How to fit laminate flooring

In recent years laminate flooring has become a popular alternative to real hardwood floors. For one it’s cheaper, easier to install and now comes in a wide variety of looks and styles. It mimics the look of hardwood floors so closely that it’s often hard to tell the difference. A final – and big – advantage is the fact it’s relatively easy to install for the handy do-it-yourselfer. With only a few tools, some assistance and time, almost anyone can give an old room a fresh update with a hardwood floor look. If you’ve decided to take the plunge and install laminate floors in your home, then read on for instructions and some handy tips for installation.

Before you get started, two things to keep in mind: it’s best if you let the flooring acclimatize to the climate it will be installed in. Remove any plastic wrapping from the boxes and place them all in the room they’ll be laid in for at least 48 hours before installation. Second, when deciding on the direction to lay the flooring, if possible install the planks with their length parallel to incoming sunlight or the largest light source.

      1. For installation, start in the left corner of the room and lay the first laminate board with the tongue side pointing towards the wall. Join the short edges all the way along the first row while carefully placing spacers between every board and the wall to ensure a straight line and a 10mm gap between this first row and the wall. Use a hammer and knocking block, which can be a scrap piece of flooring to gently push the boards together.
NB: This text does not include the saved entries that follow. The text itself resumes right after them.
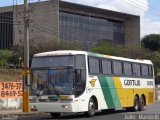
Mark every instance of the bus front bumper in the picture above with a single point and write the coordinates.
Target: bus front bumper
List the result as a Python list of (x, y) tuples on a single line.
[(55, 107)]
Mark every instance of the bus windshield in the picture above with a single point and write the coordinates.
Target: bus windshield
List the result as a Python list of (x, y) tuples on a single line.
[(41, 62), (58, 75), (52, 82)]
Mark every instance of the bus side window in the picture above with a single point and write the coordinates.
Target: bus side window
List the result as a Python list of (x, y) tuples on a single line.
[(144, 70), (94, 66), (106, 67), (127, 67), (117, 68), (136, 70), (150, 70)]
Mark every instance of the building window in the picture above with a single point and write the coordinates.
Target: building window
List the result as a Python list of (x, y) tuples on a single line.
[(94, 66), (87, 30)]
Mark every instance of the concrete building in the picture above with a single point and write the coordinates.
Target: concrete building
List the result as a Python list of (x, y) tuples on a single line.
[(63, 21)]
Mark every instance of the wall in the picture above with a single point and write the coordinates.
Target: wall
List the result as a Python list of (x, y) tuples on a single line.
[(132, 31)]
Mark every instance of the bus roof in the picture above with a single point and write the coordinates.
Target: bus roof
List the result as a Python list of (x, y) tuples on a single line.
[(74, 52)]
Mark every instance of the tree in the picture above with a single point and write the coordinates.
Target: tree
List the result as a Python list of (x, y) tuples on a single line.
[(151, 42)]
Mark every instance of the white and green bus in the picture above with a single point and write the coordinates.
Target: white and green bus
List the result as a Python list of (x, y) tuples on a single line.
[(79, 81)]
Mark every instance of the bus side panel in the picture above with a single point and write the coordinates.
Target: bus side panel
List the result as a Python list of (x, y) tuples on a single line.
[(125, 95)]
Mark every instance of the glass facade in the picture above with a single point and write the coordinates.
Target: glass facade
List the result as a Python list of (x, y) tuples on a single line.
[(6, 30), (87, 30)]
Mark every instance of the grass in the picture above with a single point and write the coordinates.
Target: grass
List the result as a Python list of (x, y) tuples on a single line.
[(13, 75)]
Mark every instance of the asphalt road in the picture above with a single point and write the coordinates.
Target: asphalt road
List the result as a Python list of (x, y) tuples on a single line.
[(150, 113)]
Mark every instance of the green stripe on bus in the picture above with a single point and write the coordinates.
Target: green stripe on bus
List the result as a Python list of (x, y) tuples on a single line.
[(109, 92), (94, 54)]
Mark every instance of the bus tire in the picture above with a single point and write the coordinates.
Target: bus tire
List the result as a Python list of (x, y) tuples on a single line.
[(55, 115), (136, 104), (91, 108), (142, 103)]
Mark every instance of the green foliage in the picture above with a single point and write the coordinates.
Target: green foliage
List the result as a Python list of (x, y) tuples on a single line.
[(151, 42)]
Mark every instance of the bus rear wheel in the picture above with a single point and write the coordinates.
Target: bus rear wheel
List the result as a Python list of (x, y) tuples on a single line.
[(55, 115), (91, 108)]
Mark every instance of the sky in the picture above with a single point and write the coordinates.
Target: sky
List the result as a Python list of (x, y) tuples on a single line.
[(148, 10)]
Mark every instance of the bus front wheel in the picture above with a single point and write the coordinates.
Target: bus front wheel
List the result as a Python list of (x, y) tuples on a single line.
[(142, 103), (136, 104), (55, 115), (91, 108)]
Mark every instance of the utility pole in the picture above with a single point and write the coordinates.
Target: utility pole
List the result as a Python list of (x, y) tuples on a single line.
[(26, 77)]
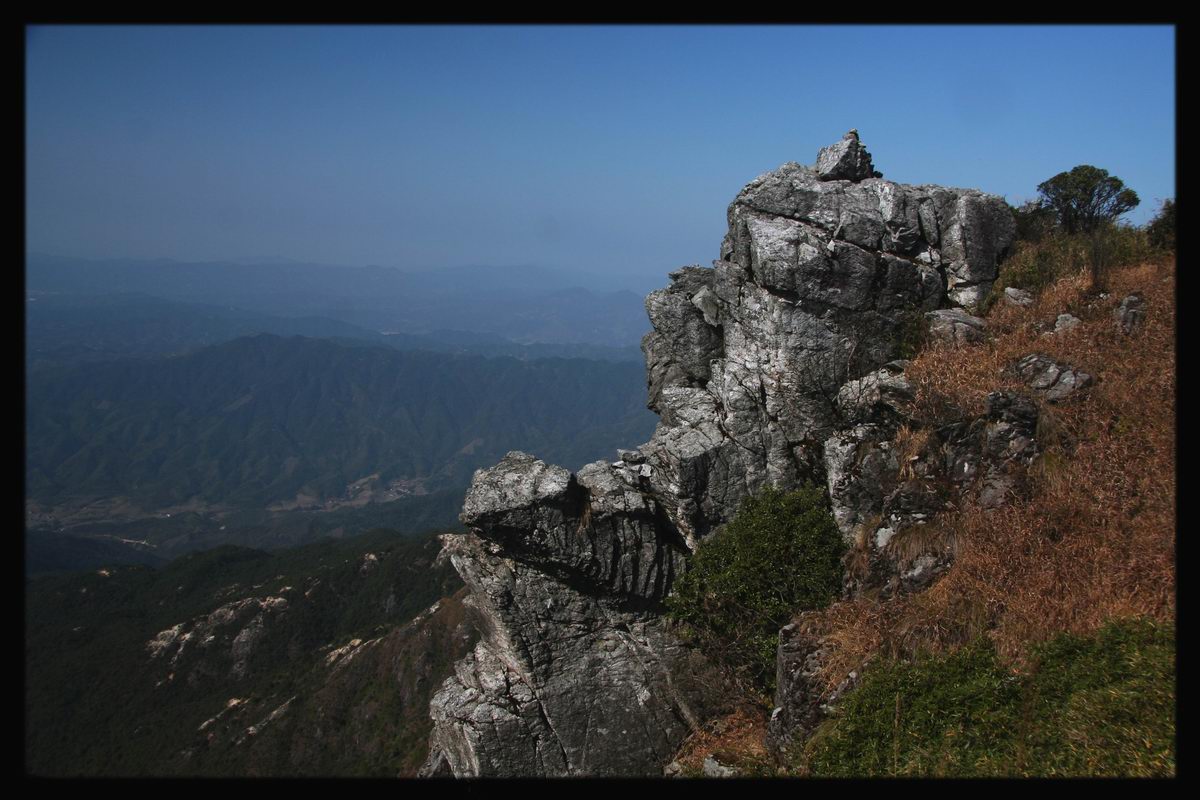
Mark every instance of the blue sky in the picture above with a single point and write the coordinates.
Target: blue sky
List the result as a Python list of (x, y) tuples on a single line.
[(599, 149)]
Handy Tip: To get the most visually out of your new flooring, mix planks from several different boxes, the more boxes the better for a more natural final look.

      2. At the end of the first row, if the last board needs to be cut to fit, simply turn the board 180 degrees and place it under the existing row, groove to groove, and mark it with a pencil where you need to cut it.

Handy Tip: Are you using a handsaw, jigsaw or circular saw? If using a handsaw then make sure to cut with the laminate, or decorative side up. Or stick a piece of masking tape on both sides of the cut line to avoiding chipping the board.

    3. Start the next row by using the left over piece that was cut from the last plank in the first row. This will help reduce waste and also helps to create a brick-effect for a more natural look. If you didn’t have to cut the last board in the previous row, then simply take a new one and cut it into two pieces about a third along the plank and start with the smaller piece.
      4. Install the second row by placing the tongue of the board into the groove at a 45-degree angle. Gently fit the laminate board down without pushing too hard. If it doesn’t fit at first, give the board a sharp rap with your hand to fully engage. If there are still any problems, remove the board and check for any dirt or debris in the groove and remove it before trying again. Repeat the same procedure as the first row and then so on for subsequent rows. Do not use a hammer to force the boards into the grooves as it will result in damaging the board.

Handy Tip: Do you have a pipe you need to lay the floor around? If so, lay the plank beside any pipes and mark the position of the pipes on the board, then use a hole saw to drill a hole in the plank about 10mm larger than the actual pipe. Finally, saw across the board to the drilled hole with two small cuts shaped in a V and fit the plank and joint tightly. Then, place the small piece cutout behind the pipe. A radiator pipe collar or molding will hide any gaps left behind or around the pipe.

    5. Once you reach the last row of flooring, check to see if it will fit into the space. Don’t worry if the planks are too wide as they can be cut length-wise to fit. If your last row needs to be cut simply measure the gap between the existing row and the wall. Deduct 10mm for spacers and cut the final row of boards lengthways. Install this row per the above instructions, although due to the final tight fit against a wall, you may need to use a piece of board or a pull iron tool to lever against the wall.
    6. Is the entire floor in now? Great, now remove all the your spacers and install molding around the edges of the entire room to cover the expansion gaps left around the edges.